Do not destroy object variables if _SSL_opening is true

[toddr]

In situations where the first start_SSL call (server side) fails due to SSL_WANT_READ, we're supposed to be able to re-try. Clearing all object variables on a retry can be disastrous as it triggers unwanted DESTROY events.

Added unit test to show this. It will sometimes succeed though 10 iterations seems to be enough to trigger it most times.

[toddr]

This is a rough approximation of the bug we found and mis-reported the other day. It's def a regression as a result of the change in 7ee0ba3ed24c7c2d47a3258cad09c4153528d69b. The joke is it only triggered in on of our unit tests, not even production code. Feel free to merge and or alter the test to meet your standards.
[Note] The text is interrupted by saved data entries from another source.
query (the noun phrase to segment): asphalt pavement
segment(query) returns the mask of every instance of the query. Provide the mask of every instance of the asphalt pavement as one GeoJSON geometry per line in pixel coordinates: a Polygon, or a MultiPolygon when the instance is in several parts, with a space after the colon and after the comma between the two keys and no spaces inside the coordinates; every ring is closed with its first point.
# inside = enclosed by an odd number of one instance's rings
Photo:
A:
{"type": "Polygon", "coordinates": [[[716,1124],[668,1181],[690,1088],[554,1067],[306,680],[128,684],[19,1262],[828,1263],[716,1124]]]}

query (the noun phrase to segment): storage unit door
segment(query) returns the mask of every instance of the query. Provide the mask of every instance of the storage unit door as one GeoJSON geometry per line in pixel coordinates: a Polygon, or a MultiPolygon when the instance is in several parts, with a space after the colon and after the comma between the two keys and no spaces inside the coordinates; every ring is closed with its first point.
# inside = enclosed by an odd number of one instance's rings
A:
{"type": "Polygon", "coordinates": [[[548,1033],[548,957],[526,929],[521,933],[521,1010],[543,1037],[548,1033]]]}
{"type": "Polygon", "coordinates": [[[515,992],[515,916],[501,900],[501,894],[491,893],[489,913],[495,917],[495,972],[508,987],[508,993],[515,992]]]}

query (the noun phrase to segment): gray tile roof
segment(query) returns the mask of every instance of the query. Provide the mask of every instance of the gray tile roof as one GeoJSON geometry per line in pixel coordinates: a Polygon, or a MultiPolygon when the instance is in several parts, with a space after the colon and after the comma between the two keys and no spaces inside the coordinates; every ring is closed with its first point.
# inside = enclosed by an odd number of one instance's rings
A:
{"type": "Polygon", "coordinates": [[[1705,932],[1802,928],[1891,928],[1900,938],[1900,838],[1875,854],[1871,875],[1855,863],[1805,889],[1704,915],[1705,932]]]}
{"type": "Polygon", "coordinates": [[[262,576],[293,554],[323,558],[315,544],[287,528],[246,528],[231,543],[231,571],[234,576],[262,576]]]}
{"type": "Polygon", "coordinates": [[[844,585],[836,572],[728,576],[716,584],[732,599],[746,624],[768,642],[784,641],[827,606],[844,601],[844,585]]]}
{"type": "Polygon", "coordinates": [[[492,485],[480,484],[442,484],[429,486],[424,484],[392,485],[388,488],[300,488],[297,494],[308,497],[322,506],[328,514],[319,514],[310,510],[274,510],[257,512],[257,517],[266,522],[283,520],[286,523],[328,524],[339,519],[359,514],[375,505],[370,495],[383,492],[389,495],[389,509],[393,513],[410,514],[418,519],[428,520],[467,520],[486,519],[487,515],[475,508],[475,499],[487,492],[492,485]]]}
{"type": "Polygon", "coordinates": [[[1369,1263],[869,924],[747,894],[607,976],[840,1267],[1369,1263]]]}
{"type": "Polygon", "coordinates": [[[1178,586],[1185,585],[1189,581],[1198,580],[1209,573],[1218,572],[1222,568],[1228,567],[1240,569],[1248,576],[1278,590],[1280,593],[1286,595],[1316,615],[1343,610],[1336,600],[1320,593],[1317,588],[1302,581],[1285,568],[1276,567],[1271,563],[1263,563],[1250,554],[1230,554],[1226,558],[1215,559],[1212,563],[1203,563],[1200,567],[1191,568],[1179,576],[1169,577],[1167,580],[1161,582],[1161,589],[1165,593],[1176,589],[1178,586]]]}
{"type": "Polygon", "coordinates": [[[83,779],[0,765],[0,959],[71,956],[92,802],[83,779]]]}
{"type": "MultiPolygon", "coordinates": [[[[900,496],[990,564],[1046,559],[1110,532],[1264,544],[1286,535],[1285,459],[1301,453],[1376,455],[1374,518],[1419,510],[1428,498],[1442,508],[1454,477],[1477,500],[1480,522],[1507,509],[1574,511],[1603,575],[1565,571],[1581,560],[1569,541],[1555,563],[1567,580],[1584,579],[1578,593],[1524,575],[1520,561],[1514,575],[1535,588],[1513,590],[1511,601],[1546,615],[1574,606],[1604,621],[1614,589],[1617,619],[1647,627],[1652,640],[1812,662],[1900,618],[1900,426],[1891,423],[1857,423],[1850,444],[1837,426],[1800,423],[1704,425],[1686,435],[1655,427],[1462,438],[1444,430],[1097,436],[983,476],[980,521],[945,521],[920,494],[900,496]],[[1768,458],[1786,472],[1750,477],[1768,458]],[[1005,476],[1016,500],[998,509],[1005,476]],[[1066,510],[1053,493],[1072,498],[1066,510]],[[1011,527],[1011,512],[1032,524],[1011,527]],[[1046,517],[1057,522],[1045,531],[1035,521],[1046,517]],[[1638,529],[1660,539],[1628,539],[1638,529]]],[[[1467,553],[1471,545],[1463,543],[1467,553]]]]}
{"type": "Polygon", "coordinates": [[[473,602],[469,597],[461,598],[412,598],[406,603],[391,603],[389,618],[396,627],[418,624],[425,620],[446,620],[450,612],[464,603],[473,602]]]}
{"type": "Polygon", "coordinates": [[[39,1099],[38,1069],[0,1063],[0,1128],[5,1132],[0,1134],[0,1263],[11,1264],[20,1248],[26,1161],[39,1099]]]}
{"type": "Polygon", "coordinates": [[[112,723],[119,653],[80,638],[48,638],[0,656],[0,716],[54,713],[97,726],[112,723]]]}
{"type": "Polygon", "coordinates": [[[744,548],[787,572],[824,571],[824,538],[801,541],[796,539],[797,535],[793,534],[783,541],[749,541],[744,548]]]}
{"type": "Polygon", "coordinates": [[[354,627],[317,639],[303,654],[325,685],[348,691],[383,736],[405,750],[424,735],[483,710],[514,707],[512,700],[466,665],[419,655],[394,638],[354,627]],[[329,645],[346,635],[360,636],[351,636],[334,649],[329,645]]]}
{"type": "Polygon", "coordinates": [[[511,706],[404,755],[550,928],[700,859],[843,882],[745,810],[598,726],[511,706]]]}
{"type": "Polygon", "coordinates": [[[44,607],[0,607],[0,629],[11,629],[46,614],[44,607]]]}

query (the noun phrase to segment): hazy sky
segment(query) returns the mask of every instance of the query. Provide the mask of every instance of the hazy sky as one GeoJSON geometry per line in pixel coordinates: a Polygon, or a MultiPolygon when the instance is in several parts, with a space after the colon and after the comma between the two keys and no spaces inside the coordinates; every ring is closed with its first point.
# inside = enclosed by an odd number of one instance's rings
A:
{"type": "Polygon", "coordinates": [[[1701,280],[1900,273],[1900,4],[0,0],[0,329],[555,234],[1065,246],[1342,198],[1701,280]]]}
If it's not appropriate to re-run start_SSL in this circumstance, then we need to understand what we should instead be doing.

Thanks!

[noxxi]

I'm not sure why you call start_SSL multiple times if the first one failed. The way non-blocking accept and connect should be done is to call start_SSL once to upgrade the socket and then call accept_SSL or connect_SSL as long you get EAGAIN. If there is any documentation or example code out there which suggests that you should use multiple calls of start_SSL instead please let me know.

[toddr]

The unit test I included shows a pretty decent example of how it is going wrong for us. Does this help?

In my example I think you are suggesting that after the first fail for start_SSL I should switch to calling accept?

[toddr]

SSL_WANT_READ rather than EAGAIN Seems to be my use case

[noxxi]

Since you are trying to do a non-blocking connect you should first upgrade the socket object using start_SSL once and then call connect_SSL repeatedly as long $! is EAGAIN. And based on $SSL_ERROR you should either wait for readability or writeability on the socket for example with select instead of busy waiting.

[toddr]

In my case, when I call start_SSL, if it fails, then the object is downgraded before I get it back. Also $! is not set so testing EAGAIN doesn't work. All I can do is check this to see if a retry is possible.

$IO::Socket::SSL::SSL_ERROR =~ m{read first}

So a few questions have come up as we've been going through this:

1. As a result of the changes in 7ee0ba3ed24c7c2d47a3258cad09c4153528d69b, We get a failure now when we call start_SSL a second time when the first call failed. If your intention is for the sub to not be called a second time on the socket, then IMO it should die if _SSL_opening is set since it's clearly not in a stable state?

2. It's clear that start_SSL then accept afterwards doesn't work because of the object downgrade back to its previous state as a GLOB. Can you give me some example code of how you think this process should be working?

3. I keep thinking about the message "make sure to start with a fresh %{*self} in configure_SSL". Do you know of an example of where this happens? I can't seem to simulate it except in the case where start_SSL itself downgrades it.

Thanks for your time. Todd

[noxxi]

As a result of the changes in 7ee0ba3, We get a failure now when we call start_SSL a second time when the first call failed. If your intention is for the sub to not be called a second time on the socket, then IMO it should die if _SSL_opening is set since it's clearly not in a stable state?

Maybe one could add this additional check. But, one should not run into this condition if the module is properly used.

It's clear that start_SSL then accept afterwards doesn't work because of the object downgrade back to its previous state as a GLOB. Can you give me some example code of how you think this process should be working?

Let me cite from the documentation of start_SSL:

Note that if start_SSL() fails in SSL negotiation, $socket will remain blessed in its original class. For non-blocking sockets you better just upgrade the socket to IO::Socket::SSL and call accept_SSL or connect_SSL and the upgraded object. To just upgrade the socket set SSL_startHandshake explicitly to 0.

Currently you don't follow the documented behavior, i.e. you don't set SSL_startHandshake to 0 to just do the upgrade but instead start already with the SSL handshake and fail, which causes the downgrade of the socket. If you would follow the documentation instead it should work.

I keep thinking about the message "make sure to start with a fresh %{*self} in configure_SSL". Do you know of an example of where this happens? I can't seem to simulate it except in the case where start_SSL itself downgrades it.

Please see #56 for details on how this problem got triggered.

[toddr]

Thanks for your help. This makes more sense now. Closing.